Keeping the oceans healthy isn’t just a task for waterfront communities. Every waterway in the world feeds into the oceans, and every ocean in the world plays a critical role in the global economy, and the health and vitality of earth’s inhabitants. Real estate developers don’t always understand how they impact receiving water bodies, but they do!

So, whether your project is near an ocean, a sound, a river, canal, passage, bay, creek, stream, or subterranean reservoir, you are playing a part in the health of the ocean!


PS: Why should you care about salmon? 

Salmon are what’s called an Indicator Species, which means that the health of the salmon is an excellent indicator of the health of an overall ecosystem. Indicator species are the proverbial canary in the coalmine (unless you are in a coalmine – in which case the canary is the indicator species and is literally a canary in the coalmine).

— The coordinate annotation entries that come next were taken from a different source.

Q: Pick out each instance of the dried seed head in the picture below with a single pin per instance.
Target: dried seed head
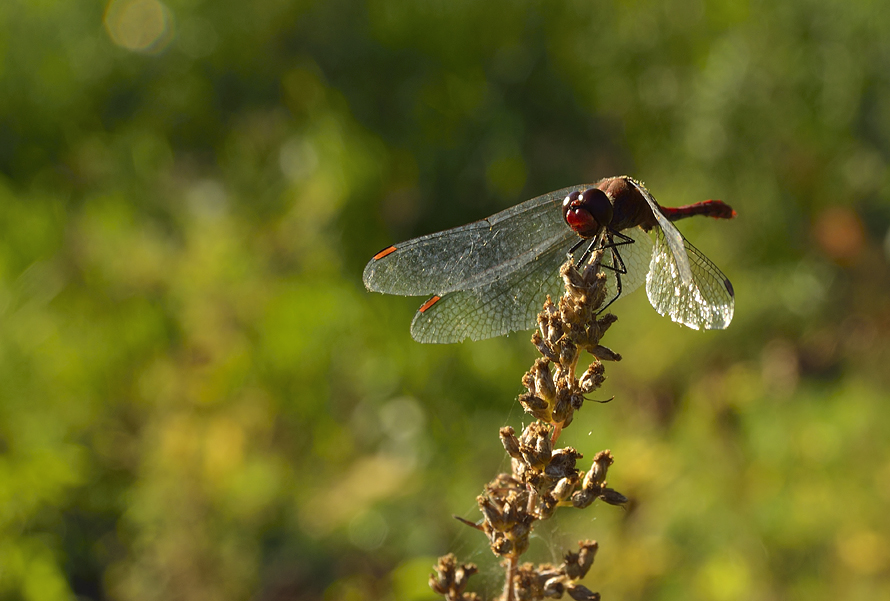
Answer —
(535, 405)
(613, 497)
(543, 379)
(579, 592)
(563, 489)
(562, 463)
(510, 442)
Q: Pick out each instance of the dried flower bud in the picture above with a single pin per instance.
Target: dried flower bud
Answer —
(592, 378)
(583, 498)
(579, 592)
(543, 379)
(547, 508)
(613, 497)
(563, 405)
(563, 489)
(586, 556)
(568, 353)
(535, 405)
(554, 587)
(604, 353)
(510, 442)
(562, 463)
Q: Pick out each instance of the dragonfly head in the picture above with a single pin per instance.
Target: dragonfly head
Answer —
(586, 211)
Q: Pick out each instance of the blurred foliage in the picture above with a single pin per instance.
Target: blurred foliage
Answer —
(200, 401)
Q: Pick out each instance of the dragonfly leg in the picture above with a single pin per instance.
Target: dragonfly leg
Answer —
(618, 265)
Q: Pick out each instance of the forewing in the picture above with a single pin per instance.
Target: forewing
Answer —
(506, 304)
(467, 257)
(706, 301)
(672, 236)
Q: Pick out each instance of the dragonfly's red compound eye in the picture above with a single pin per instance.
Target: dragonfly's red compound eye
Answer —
(586, 211)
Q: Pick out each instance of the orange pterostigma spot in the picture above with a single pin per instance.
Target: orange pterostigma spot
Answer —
(429, 303)
(384, 252)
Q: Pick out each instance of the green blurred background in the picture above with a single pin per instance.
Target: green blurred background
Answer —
(199, 400)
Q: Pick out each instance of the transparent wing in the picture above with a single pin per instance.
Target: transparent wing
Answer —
(508, 303)
(673, 238)
(636, 258)
(469, 256)
(706, 301)
(511, 303)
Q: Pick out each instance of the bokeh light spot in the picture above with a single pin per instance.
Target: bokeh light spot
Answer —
(139, 25)
(840, 234)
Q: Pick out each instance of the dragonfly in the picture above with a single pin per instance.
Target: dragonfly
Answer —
(490, 277)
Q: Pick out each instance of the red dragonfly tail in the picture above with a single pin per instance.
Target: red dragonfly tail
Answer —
(709, 208)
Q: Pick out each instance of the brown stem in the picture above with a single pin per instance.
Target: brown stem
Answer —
(512, 560)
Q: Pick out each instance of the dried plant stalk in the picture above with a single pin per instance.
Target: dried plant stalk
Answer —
(542, 477)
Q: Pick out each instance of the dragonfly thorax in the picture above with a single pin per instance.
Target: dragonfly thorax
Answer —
(587, 211)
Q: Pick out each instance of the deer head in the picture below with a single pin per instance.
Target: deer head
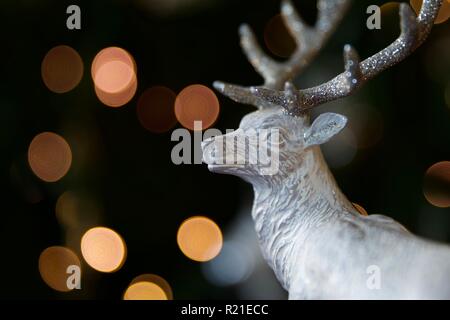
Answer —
(302, 194)
(283, 108)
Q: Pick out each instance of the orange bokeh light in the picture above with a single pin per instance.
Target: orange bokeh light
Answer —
(200, 239)
(62, 69)
(49, 156)
(53, 264)
(436, 186)
(197, 103)
(103, 249)
(155, 109)
(114, 75)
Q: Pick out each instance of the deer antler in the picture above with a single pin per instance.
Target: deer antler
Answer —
(414, 30)
(309, 41)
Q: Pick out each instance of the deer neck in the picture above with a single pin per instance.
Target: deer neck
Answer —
(286, 209)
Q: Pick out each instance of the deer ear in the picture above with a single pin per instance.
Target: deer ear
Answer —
(324, 128)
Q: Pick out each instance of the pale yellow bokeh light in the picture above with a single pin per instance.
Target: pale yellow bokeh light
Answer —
(159, 281)
(53, 264)
(200, 239)
(114, 75)
(103, 249)
(144, 291)
(117, 99)
(49, 156)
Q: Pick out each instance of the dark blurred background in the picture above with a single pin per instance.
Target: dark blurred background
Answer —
(122, 174)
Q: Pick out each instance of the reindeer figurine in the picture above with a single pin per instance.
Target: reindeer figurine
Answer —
(318, 245)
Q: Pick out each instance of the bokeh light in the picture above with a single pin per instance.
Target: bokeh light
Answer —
(148, 292)
(53, 264)
(436, 186)
(197, 103)
(114, 74)
(103, 249)
(62, 69)
(155, 109)
(49, 156)
(278, 39)
(144, 291)
(444, 12)
(200, 239)
(360, 209)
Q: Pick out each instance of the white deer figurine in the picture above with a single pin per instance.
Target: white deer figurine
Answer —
(317, 243)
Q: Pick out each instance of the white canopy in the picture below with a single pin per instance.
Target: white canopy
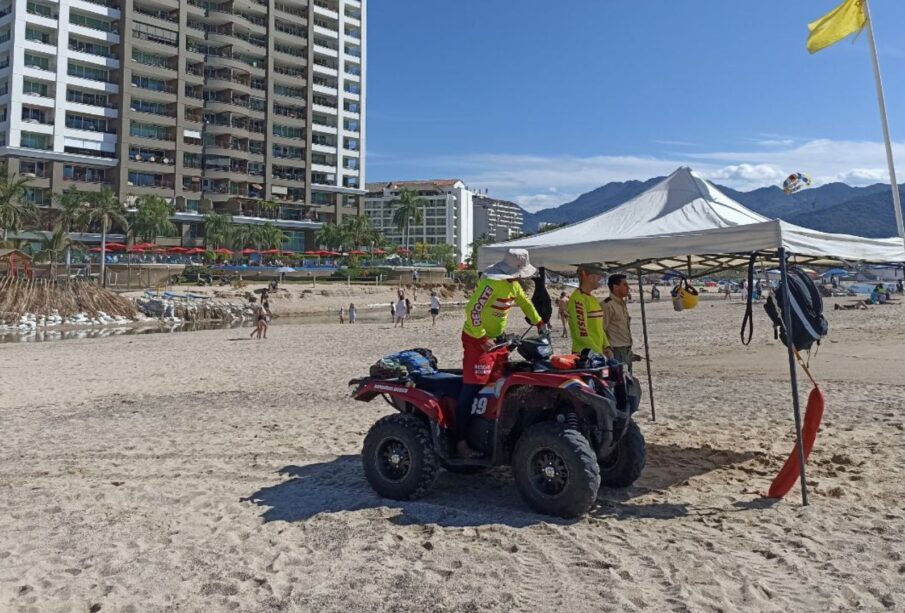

According to Animal Wise, salmon are commonly identified as an indicator species in many ecosystems around the world, especially in North America. Salmon heath indicates the overall health of the Pacific Rim, for example, which has been impacted by deforestation, creation of dams, and pollution. The species is also an indicator for the Greater Vancouver wetland ecosystem.  And according to the Wild Salmon Center, at least 137 different animal species depend on the nutrients that salmon provide – when you protect salmon, you protect forests, food, water, communities, and economies.